Under Brockmeyer, who was not available for comment, the SEC brought 72 FCPA enforcement actions, with judgments and orders totaling more than $2 billion in disgorgement, prejudgment interest, and penalties. Furthermore, the SEC expanded its use of cooperation tools in the FCPA area, including the first FCPA-related non-prosecution agreement in 2013 with Ralph Lauren, and the first-ever use of a deferred prosecution agreement with an individual in an FCPA case last year.

Under the Trump administration, FCPA enforcement numbers themselves are not expected to change all that much, particularly since many of the lawyers who worked alongside Brockmeyer are still at the agency. “She leaves behind a strong team that will still be pursuing these cases,” Braceras says. “It’s not as though, during the transition from one administration to the next, those cases go away.”

Perhaps the most important clue of all, however, is who will be appointed as the new Director of Enforcement, which will be very telling of what the SEC’s priorities may be moving forward. If the new head of the Enforcement Division brings to the SEC experience as a prosecutor, for example, that may be an indication that the SEC intends to continue under its current aggressive enforcement regime, whereas someone coming in with a corporate defense background may signal the start of a more business-friendly agency.
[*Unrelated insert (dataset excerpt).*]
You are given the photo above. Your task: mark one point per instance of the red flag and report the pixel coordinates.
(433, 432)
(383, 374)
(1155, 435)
Officially following the appointment of the new SEC Chair, the first order of business may be to put out a fire started by Acting Chair Michael Piwowar. In February, the Wall Street Journal reported that Piwowar had taken unilateral administrative action imposing “fresh curbs on the agency’s enforcement staff, scaling back their powers to initiate subpoenas and conduct investigations of alleged financial misdeeds.”

In 2009, the SEC streamlined its decision-making process by delegating the authority to approve all “routine case decisions” from the deputy director at a national level to division senior officers located throughout the country, who are “on the scene and closest to the facts,” said Robert Khuzami, director of the SEC’s Enforcement Division at the time.

Khuzami said the intent was to expedite investigations: “Staff will no longer have to obtain advance Commission approval in most cases to issue subpoenas; instead, they will simply need approval from their senior supervisor,” he explained.

Typically, any new policy changes would require approval by the five-member Commission, which is why Piwowar’s actions have caused pushback. On March 29, four Democratic senators submitted a letter to SEC Inspector General Carl Hoecker asking for an investigation into Acting Chairman Piwowar’s recent actions to determine whether such actions “exceed his authority” as interim head of the agency. “There is no evidence that any of these changes in the SEC’s course are desired, or have been sought, by the person nominated to be the next SEC chair,” the letter stated.

At his confirmation hearing, Clayton testified that he had not been consulted about Acting Chairman Piwowar’s change to enforcement policy. “I will have to discuss this with both Commissioners,” Clayton answered, referring to Piwowar and SEC Commissioner Kara Stein.

If the actions of Acting Chair Piwowar remain, it will indicate that—after eight years of allowing Enforcement Division attorneys wide latitude to open and pursue investigations—the Commission is, once again, reverting to a centralized enforcement decision-making model. In any case, so begins for the legal and compliance profession a new and perhaps unpredictable era of SEC enforcement.